A study published in the Kobe Journal of Medical Sciences revealed a new method for the diagnosis of spinal muscular atrophy (SMA) by specifically detecting deletions in the SMN1 gene. The study was led by researchers at Kobe University Graduate School of Medicine and Kobe Pharmaceutical University and is entitled “SMA Screening System Using Dried Blood Spots on Filter Paper: Application of COP-PCR to the SMN1 Deletion Test.”
SMA is a rare, devastating motor neuron disease and one of the leading genetic causes of pediatric mortality. It is characterized by the degeneration of nerves controlling muscles and voluntary movement, resulting in muscle weakness, atrophy, paralysis and eventually death. SMA is the result of a mutation or deletion in a gene called survival of motor neuron 1 (SMN1). SMA has no approved treatment.

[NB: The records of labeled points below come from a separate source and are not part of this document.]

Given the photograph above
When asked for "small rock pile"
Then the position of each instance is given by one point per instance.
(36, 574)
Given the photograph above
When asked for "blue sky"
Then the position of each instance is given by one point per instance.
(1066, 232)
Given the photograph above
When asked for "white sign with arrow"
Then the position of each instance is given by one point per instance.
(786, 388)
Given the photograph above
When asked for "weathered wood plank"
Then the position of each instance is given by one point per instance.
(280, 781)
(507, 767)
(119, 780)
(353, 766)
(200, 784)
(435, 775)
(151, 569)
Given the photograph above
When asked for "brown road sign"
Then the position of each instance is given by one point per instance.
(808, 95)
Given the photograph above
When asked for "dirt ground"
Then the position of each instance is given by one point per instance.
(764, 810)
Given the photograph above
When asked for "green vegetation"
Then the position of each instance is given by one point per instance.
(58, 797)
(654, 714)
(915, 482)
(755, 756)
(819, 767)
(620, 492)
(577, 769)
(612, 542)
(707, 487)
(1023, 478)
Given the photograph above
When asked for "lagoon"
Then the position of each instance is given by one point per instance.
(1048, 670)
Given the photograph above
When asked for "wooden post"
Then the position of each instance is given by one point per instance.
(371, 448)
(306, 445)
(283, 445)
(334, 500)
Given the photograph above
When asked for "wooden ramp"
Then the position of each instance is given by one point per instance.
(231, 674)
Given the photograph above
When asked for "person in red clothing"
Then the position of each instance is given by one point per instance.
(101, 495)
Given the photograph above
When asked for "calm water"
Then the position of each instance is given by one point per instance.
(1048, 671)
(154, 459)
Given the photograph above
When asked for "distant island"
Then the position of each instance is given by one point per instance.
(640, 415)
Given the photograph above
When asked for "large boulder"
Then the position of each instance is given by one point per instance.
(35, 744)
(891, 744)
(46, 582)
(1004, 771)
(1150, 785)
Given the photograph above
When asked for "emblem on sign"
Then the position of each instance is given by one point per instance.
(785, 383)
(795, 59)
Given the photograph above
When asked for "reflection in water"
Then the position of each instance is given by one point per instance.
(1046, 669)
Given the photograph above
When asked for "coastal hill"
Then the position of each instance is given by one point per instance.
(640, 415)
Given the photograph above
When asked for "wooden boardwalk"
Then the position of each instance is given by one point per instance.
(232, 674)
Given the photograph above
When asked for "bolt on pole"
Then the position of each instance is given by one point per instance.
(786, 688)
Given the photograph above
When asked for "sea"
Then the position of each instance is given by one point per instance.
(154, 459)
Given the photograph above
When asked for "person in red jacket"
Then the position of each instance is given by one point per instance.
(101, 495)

Besides SMN1, there is another protein variant – SMN2. This variant is mainly produced as an unstable and shortened version of the SMN protein due to a single nucleotide difference in the exon 7 of the gene, and therefore cannot compensate for SMN1 loss. As part of the SMA diagnostic process, individuals should undergo an SMN1 deletion test; however, since SMN2 has a high homology with SMN1, the detection of SMN1 deletion can be difficult. Several methods have been developed to discriminate between SMN1 and SMN2 variants, although they are not available or easily applicable worldwide.
In this study, the research team aimed to develop a simple, accurate detection method for SMN1-deletion to be used worldwide. Analysis was performed on 50 DNA samples, 29 from SMA patients and 21 from healthy controls, from dried blood spots (DBS) on filter paper. All 50 participants had blood collected and tested for SMA. Competitive oligonucleotide priming-PCR (COP-PCR) based on the exon 7 region of the genes was performed to discriminate between SMN1 and SMN2.
Researchers found that their specific COP-PCR technique for exon 7 based on DBS samples allowed the distinction between the two SMN variants, and the results were consistent with the SMA screening performed with fresh blood from the participants in the study.
The team concluded that the combination of DNA extraction from DBS on filter paper and a specific COP-PCR to detect SMN1 and SMN2 offers a new, simpler and accurate SMN1-deletion test that can be readily established in several laboratories worldwide, even in remote facilities. The team also concluded that DBS are a good source of DNA and can be used in disease diagnostics.